Selain itu, kegiatan gerakan literasi ini merupakan salah satu perwujudan dari Profil Pelajar Pancasila. Sangat penting untuk dilaksanakan karena pada dasarnya pendidikan merupakan suatu proses pembelajaran keterampilan, pengetahuan dan kebiasaan sekelompok orang yang diturunkan dari satu generasi ke generasi berikutnya melalui pengajaran.

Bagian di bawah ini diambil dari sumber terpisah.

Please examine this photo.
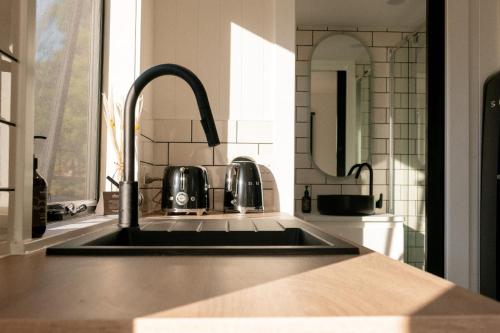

Proses pembelajaran dalam pendidikan bukan hanya meningkatkan potensi peserta didik, tetapi juga membuat mereka berkarakter baik. Dengan demikian, peserta didik tidak hanya menjadi generasi cerdas saja namun juga dibekali pendidikan berkarakter. Hal ini sangat berkaitan erat dengan penguatan pendidikan karakter yang bertujuan memperkuat karakter peserta didik melalui harmonisasi olah hati, olah rasa, dan olah pikir dengan pelibatan dan kerjasama antara satuan pendidikan, keluarga dan masyarakat. ***
Profil Penulis :
Cicih Kurniasih, lahir 30 Mei 1972 di Bandung. Tinggal di Kp. Cibogo Sawo Rt 01 Rw 05 Desa Citatah Kecamatan Cipatat Kabupaten Bandung Barat. Menjadi guruSs sejak tahun 1990. Saat ini bertugas sebagai Guru Kelas 1 di SD Negeri Citatah Kecamatan cipatat. Sebagai Pengurus Cabang PGRI Kecamatan Cipatat, Pengurus Kelompok Kerja Guru (KKG) di Gugus 6 Kecamatan Cipatat. “ Buku merupakan jendela dunia, cerdaslah dalam berfikir dan cermatlah dalam bertindak “ adalah motto penulis.